なんとか理解できたからいいものの頭はパンク寸前である。そこからアイデアを出せって言うんだから無茶である。王女と共に案を出し合ってはみるがどれもパッとしない。そんな中一つの案を出す。


「そういえば火魔法を見た感じ魔力って身体から離れても操作ってできるんだよな?離れたところにある魔力を異空間に繋がるように変換すればいけないか?」


自分で言っておいてなんだが相当難しいことだろうというのは想像に難くない。しかも自身から離れたところにある魔力がどれほどの間持つのかわからない。だが俺はこの世界のこと、魔法のことを知らない。もしかしたら何かのきっかけになるかもしれない。


「・・!そうか、その手はあるわね。後は魔力をどうやって保存するかだけ解決すれば理論的にはいけなくもないわね」


何かヒントになったようで王女はまたぶつぶつと一人で考え出す。1分もたたないうちに考えがまとまったようだ。


「魔術師ってのは普段使いきれなかった魔力の一部を魔石に貯めておくことで戦闘の際にその魔力を使うことで自分が持っている以上の魔力を疑似的に使うことができるの。今回はその魔力を空間魔法に変換すればできる可能性があるってことね」

「あとは魔石なんだけど、ここら辺の魔物が魔石を持っていればそれは解決ね、魔の森の魔石ともなると質のいい魔石になりそうだから期待できるわ」


王女によれば魔物を倒した際に稀に魔石を持っていることがあるらしい。魔石は多少の誤差はあるが魔物の強さによって質が決まるらしく魔の森の魔物であれば最高級の魔石になるそうだ。王女も魔石をいくつか持ってはいたが、収納魔法は繊細な魔法らしく自分から離れた魔力で操作を行える程の品質ではないとのことだ。


とりあえず目標は決まった。やろうとしていることは無謀かもしれないがやれることはやってみよう。

そうして次の日から魔石が見つかるまで延々と魔物狩りに勤しんだ。


20体は倒したであろうか、ついに魔石を発見する。手に入れた魔石を王女に見せる。彼女も納得の品質らしい。


「想像はしていたけどこれほどとはね。
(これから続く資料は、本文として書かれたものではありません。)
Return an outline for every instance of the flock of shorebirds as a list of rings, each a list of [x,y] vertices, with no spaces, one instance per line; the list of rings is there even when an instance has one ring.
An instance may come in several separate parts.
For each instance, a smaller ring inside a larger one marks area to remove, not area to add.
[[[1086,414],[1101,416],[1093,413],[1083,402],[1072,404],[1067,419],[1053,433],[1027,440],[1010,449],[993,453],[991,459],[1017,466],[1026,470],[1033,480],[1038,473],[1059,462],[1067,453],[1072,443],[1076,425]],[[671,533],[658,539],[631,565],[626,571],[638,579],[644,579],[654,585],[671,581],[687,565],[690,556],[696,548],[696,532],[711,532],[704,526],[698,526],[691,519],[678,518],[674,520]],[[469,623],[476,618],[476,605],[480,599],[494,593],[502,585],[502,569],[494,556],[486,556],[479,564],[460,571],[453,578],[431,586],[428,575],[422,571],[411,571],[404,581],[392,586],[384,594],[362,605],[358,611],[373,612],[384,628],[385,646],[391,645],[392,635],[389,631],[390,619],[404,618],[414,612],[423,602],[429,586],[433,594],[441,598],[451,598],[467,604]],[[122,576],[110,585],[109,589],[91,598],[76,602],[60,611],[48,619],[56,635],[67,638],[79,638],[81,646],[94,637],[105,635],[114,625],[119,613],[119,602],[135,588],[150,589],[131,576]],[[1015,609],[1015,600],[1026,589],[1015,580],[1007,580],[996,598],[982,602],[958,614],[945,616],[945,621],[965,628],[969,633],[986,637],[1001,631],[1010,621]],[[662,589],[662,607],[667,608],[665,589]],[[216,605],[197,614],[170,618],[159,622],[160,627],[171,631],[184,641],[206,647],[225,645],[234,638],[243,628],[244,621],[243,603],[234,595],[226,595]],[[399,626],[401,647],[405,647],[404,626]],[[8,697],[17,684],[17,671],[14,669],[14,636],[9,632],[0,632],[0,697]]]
このようなものを持ってるのこの世界で私達だけじゃないかしら。これはこれで目を付けられそうだから注意しなくてはいけない。わかった?他の人に見せちゃ駄目よ」


俺ははいはいと返す。この世界のことは彼女に全て任せることにしている。下手に非常識なことをして目を付けられるのは困るからな。


魔石を持って洞窟へと戻り、早速実験を行う。まずは王女が魔石に魔力を込め、魔石を持った俺が王女から離れた位置に立ち収納魔法を使えるかというところから始めた。


5メートル、10メートルと上手くいっていたが、100メートルを過ぎた辺りで失敗する。王女のもとへ駆け寄り、問題点について話し合う。


「うーん、距離が離れる程難しくなるわね。練習すればもう少し距離は伸ばせるでしょうけど・・・そもそも異空間とこの世界との距離なんて測れるわけないしどうしようかしら」


「試しに異空間に置いた魔石がこっちに干渉できるか試せばいいんじゃね?」


「それは駄目ね、異空間側からこちらに干渉しようとするとどこに接続されるかわからない。だからあくまでこちらから干渉しないと・・・ん?魔石を置く、魔力を置く、この魔石になら収納魔法そのものを保存できる・・・?」


普通の魔石であれば魔力そのものを貯める使い方しかしない。もちろん複雑なことができないというものあるが魔力の状態のほうが使い勝手が段違いだからだ。しかし、今回はそのようなことに気を使わなくていい。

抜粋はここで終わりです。